Coders say AI-generated code often contains errors. Reviewing and fixing it can take longer than writing from scratch.

“We are being forced to use AI agents to make sweeping changes across the entire codebase. Assessing the quality and safety of that volume is simply impossible, especially given that hundreds of programmers are doing the same thing,” said a UX designer at a technology company.

The expert added that the team is accruing “a pile of technical debt” that will be impossible to untangle once models become prohibitively expensive.

Tech executives are eager to tout the share of code generated by AI:

Meanwhile, industry-wide layoffs continue — companies cite automation and cost-cutting.

The boost never came

404media writes that “the huge productivity leap delivered by artificial intelligence” has not led to more or better product.

Developers deny that AI helps them at work — yet they are required to integrate it into their workflows.

“Using an LLM in one form or another is a mandatory requirement. Its use is part of performance evaluation criteria. We are literally being flooded with AI tools, and the answer to any problem is to ‘try artificial intelligence first’,” said a programmer at one of the FAANG companies.

Because performance reviews are tied to adopting the technology, most developers use AI “to tick a box”.

An engineer at a fintech company said using LLMs is not mandatory but encouraged: developers are given access to Cursor.

A programmer at a small web-design firm stressed that AI assistants in the IDE have not boosted productivity — the code contains errors and every line has to be rechecked.

“Another developer works with me on contract. He generates huge volumes of code, leaving me with more than 1,000 lines of pull requests to review, and that takes a tremendous amount of time. As a result, I feel more tired and burned out than at any time in my life,” the engineer said.
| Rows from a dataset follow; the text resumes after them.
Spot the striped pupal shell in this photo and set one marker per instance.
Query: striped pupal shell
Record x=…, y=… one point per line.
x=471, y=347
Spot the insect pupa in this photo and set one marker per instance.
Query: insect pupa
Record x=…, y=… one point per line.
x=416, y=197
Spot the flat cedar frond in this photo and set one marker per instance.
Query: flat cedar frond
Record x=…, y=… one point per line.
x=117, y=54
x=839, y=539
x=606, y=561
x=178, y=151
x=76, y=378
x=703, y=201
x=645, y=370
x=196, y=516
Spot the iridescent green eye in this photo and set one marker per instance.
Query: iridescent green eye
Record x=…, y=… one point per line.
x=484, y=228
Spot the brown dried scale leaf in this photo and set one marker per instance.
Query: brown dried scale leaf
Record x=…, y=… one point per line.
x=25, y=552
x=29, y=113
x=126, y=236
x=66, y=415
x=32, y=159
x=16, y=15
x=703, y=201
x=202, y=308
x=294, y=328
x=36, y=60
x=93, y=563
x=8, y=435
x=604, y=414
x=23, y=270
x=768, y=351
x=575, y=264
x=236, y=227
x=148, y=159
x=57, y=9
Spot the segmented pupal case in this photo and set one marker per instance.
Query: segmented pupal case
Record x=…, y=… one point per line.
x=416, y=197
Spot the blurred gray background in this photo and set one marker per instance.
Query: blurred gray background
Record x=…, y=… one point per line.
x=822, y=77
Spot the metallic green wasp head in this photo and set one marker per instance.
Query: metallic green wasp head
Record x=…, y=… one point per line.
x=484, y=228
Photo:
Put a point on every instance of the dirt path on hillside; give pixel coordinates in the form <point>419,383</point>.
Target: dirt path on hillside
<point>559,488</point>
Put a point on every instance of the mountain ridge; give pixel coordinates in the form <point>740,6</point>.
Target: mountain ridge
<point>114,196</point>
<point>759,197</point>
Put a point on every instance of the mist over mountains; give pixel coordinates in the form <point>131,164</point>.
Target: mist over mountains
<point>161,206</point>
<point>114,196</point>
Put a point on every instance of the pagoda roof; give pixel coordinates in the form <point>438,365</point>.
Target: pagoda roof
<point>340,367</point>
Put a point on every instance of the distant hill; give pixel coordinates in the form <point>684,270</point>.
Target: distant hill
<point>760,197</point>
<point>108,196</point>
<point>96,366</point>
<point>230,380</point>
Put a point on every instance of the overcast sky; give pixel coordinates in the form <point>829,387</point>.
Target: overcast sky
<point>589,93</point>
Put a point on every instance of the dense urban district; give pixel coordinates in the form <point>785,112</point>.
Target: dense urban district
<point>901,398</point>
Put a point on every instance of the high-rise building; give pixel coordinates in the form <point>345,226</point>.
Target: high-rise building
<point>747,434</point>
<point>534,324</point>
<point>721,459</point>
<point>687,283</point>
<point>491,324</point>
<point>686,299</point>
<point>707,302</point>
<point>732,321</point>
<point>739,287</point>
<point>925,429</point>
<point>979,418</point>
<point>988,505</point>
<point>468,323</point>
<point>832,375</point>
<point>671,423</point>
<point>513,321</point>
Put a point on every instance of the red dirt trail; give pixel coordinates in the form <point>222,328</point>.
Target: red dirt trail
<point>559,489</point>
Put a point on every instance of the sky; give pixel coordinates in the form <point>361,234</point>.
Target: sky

A coder in fintech added that AI can generate more code than the team can review or explain.

“As a result, you either throw it away or ship it, fearing there may be elements of very low quality,” he explained.

AI is useful, sometimes

Developers concede that AI does handle some tasks — for instance, quickly assembling prototypes and implementing solutions in unfamiliar domains.

One engineer said LLMs are handy with large volumes of information: they find where a request is handled on the server, summarise data from logs and help search documentation on code changes.

Skills are deteriorating

As AI embeds deeper into workflows, developers are losing skills honed over years. Researchers call this phenomenon “cognitive debt” or “cognitive atrophy”.

A programmer at a small web-design company said he once could not remember how to implement an API in Laravel — and it “scared me to death”.

“It is like when mobile phones arrived and we stopped memorising numbers. For me it has grown into outsourcing the thinking process. My critical thinking and ability to sit down and think through a problem or a project have deteriorated,” commented a software developer in finance.

AI is here to stay

Most engineers agree that large language models will remain and continue to play a role in programming. The question is how the industry will cope with management’s current obsession with the technology, particularly when training new generations of developers.

“We are hiring junior programmers who rely on AI to perform the simplest tasks. They do not have the knowledge or experience to recognise when the outputs of neural networks contain errors or are inefficient,” said the UX designer.

In August 2025, Coinbase fired programmers who refused to use artificial intelligence in their work.